Learn

The learn module includes classes that make it possible to define processing graphs whose leaves are trained machine learning models.

While much of zounds.soundfile, zounds.spectral, and zounds.timeseries focus on processing nodes that can be composed into a processing graph to extract features from a single piece of audio, the learn module focuses on defining graphs that extract features or trained models from an entire corpus of audio.

PyTorch Modules

class zounds.learn.FilterBank(samplerate, kernel_size, scale, scaling_factors, normalize_filters=True, a_weighting=True)[source]

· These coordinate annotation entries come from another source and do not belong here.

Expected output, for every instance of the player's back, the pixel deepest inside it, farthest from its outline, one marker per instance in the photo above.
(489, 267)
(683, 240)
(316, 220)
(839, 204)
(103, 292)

A torch module that convolves a 1D input signal with a bank of morlet filters.

Parameters:
  • samplerate (SampleRate) – the samplerate of the input signal
  • kernel_size (int) – the length in samples of each filter
  • scale (FrequencyScale) – a scale whose center frequencies determine the fundamental frequency of each filer
  • scaling_factors (int or list of int) – Scaling factors for each band, which determine the time-frequency resolution tradeoff. The number(s) should fall between 0 and 1, with smaller numbers achieving better frequency resolution, and larget numbers better time resolution
  • normalize_filters (bool) – When true, ensure that each filter in the bank has unit norm
  • a_weighting (bool) – When true, apply a perceptually-motivated weighting of the filters
class zounds.learn.SincLayer(scale, taps, samplerate)[source]

A layer as described in the paper “Speaker Recognition from raw waveform with SincNet”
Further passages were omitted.